By Roger Shouse
Fearless and brave. Tried and true. The valiant saints of the first century were told not to back down but to hang in there. Be firm, be faithful and be there in the end. Such noble scenes as this aspire us but for a moment and then we return to the hum-drum of the 1980’s.
One of the most discouraging things today is to find a “deflated Christian.” A child of God in which there is no fight, no vigor, and no enthusiasm. In fact, every once in a while you have to punch such saints to make sure that they are still alive. I refer to these folks as “wimpy Christians. ” Wimpy because they let the world push them, test them, walk all over them and abuse them spiritually and they timidly sit on the sidelines without the faintest idea as to what they should do. And those who do know are too wimpy to raise their voices in opposition. You see, wimpy saints don’t like to say no when everyone else is saying yes. They don’t want to sit while everyone is standing. They are fearful of letting their religion show outside the meeting house. They are certain that someone will call them a “fanatic” or a jerk because their “light” may be shining in someone’s eyes. The faith of a wimpy Christian is shallow. As a result they have no backbone to standup to the world and no courage to push back as they should.

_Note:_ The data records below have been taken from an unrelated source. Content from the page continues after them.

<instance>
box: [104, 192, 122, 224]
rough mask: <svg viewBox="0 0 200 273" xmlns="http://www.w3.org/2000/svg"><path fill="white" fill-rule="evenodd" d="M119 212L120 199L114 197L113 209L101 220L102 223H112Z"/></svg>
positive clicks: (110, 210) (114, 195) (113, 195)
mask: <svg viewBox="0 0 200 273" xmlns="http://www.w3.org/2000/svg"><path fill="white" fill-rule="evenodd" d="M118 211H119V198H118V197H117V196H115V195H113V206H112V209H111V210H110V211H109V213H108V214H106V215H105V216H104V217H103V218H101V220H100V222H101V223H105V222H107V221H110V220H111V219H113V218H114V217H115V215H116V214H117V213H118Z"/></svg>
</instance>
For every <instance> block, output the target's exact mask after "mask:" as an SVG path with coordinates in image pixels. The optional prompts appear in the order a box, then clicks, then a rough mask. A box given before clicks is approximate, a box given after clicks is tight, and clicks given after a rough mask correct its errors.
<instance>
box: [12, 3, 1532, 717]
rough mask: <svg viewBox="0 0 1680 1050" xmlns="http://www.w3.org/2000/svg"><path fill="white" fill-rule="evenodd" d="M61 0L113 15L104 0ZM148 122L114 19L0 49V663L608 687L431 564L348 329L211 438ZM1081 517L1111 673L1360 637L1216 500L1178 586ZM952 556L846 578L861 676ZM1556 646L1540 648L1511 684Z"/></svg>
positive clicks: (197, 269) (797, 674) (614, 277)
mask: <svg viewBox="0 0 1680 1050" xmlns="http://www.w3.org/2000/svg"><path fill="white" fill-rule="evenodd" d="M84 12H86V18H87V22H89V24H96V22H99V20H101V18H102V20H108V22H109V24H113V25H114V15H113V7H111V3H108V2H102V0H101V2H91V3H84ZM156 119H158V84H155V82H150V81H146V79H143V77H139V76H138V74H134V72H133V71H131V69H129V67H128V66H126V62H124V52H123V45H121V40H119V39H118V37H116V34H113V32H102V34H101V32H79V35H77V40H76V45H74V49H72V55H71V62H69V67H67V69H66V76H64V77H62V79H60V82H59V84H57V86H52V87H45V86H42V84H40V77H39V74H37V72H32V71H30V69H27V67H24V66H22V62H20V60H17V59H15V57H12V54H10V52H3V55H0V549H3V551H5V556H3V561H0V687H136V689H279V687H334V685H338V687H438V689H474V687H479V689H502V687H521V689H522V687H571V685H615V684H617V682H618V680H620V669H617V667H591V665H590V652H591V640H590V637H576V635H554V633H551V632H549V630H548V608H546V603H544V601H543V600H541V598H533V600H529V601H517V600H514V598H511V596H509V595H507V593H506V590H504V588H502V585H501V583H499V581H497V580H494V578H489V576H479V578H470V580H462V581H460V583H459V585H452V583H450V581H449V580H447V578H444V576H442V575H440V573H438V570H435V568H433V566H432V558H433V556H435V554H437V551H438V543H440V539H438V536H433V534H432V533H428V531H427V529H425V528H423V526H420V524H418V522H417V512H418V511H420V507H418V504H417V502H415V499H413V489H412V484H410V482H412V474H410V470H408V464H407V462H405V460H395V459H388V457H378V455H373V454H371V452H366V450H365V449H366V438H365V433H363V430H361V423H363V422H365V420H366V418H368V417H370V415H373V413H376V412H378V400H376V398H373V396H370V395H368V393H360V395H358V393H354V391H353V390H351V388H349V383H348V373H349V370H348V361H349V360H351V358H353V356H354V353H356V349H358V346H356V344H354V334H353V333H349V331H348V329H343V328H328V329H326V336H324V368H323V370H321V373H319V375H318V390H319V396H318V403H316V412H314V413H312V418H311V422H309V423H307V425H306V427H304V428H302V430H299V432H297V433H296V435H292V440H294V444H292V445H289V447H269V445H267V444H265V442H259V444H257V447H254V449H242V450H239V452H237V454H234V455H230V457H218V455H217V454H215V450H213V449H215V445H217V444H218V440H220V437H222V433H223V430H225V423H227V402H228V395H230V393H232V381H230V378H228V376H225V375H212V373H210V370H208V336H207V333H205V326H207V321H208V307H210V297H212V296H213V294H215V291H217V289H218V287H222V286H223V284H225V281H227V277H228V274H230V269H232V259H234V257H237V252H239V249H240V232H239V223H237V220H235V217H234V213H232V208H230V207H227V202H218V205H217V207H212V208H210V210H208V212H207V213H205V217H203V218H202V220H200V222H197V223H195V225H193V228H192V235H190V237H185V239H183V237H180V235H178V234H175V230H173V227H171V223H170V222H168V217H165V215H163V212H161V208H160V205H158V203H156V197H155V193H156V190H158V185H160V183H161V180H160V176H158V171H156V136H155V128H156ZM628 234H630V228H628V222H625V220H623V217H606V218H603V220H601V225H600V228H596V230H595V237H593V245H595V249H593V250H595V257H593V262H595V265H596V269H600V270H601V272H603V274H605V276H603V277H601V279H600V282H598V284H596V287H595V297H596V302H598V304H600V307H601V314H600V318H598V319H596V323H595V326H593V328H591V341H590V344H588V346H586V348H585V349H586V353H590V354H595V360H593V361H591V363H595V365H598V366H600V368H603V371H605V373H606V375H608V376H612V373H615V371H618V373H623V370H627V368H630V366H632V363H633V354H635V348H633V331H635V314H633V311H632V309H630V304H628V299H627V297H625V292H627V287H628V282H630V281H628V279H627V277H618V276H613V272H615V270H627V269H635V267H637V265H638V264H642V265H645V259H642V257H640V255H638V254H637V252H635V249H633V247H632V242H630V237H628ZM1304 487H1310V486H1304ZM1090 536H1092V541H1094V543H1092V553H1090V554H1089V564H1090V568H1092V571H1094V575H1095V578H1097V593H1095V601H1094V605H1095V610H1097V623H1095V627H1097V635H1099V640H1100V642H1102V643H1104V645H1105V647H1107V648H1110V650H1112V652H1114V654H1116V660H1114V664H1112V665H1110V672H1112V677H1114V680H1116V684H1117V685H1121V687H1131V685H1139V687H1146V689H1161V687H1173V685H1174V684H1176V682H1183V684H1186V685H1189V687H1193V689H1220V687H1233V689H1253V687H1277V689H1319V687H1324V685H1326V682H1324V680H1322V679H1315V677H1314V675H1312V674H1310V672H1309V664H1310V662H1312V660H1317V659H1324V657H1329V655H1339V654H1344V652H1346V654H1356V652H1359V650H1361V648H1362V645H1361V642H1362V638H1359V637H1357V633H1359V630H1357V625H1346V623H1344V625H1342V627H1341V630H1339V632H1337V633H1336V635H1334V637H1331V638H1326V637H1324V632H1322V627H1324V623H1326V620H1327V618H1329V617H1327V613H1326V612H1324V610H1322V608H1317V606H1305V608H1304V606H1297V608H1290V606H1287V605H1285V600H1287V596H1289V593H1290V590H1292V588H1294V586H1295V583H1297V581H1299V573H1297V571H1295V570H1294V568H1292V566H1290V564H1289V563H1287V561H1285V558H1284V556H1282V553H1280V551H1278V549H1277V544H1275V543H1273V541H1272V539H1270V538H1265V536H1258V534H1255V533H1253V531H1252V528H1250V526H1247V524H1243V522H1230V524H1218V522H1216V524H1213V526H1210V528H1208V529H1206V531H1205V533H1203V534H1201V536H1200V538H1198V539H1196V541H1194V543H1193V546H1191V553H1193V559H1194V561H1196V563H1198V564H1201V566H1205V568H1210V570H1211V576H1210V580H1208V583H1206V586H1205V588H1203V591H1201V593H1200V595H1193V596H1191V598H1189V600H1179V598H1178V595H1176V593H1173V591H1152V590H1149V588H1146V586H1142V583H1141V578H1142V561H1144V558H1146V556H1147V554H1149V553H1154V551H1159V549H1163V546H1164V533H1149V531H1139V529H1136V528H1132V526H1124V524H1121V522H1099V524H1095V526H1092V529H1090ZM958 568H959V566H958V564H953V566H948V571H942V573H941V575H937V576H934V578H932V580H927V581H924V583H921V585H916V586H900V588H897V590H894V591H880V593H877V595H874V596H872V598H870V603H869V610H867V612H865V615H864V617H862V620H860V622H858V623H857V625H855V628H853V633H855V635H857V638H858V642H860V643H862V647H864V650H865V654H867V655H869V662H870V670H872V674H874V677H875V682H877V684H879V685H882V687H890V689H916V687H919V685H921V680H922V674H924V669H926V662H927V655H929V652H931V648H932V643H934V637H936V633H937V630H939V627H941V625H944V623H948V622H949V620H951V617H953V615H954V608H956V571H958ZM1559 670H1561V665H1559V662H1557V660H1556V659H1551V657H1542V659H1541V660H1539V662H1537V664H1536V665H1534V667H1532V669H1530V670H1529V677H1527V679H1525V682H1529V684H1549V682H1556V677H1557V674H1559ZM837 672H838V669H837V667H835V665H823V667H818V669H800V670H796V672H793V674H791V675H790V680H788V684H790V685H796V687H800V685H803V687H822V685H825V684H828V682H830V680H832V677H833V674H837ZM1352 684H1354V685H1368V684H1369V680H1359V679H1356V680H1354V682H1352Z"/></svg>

But wimpy saints is more than an attitude of fear. You see, it affects their behavior as well. They compromise here and there to make the appearance to the boys at the office that they are “one of the guys” just like they are. wimpy saints while not saying profane words, will say those little off colored quirks that says “I go along with what you are saying.” wimpy Christians generally have a problem with Sunday evening and Wednesday services. You see their neighbors might catch them leaving and expose them as being “caught up in some religion.” wimpy Christians have a hard time remembering to bring their Bibles to services. At home the Bible of a wimpy saint collects a lot of dust. Now pay close attention to the following verses if you will.
1 Tim. 6:12 – Fight the good fight of faith, lay hold on eternal life, whereunto thou art also called, and hast professed a good profession before many witnesses.
2 Cor. 10:5 — Casting down imaginations, and every high thing that exalteth itself against the knowledge of God, and bringing into captivity every thought to the obedience of Christ.
2 Thess. 2:15 — Therefore, brethren, stand fast, and hold the traditions which ye have been taught, whether by word, or our epistle.”
If you let others talk you into doing wrong then you shall never receive heaven. Instead of letting them pressure you into the wrong, you stand up and pressure them into the right. It’ll take faith to do this. It’ll mean that the lines of battle will be drawn. It’ll make you proud to be a Christian when it is all over. “If any man suffer as a Christian, let him not be ashamed” (1 Pet. 4:16).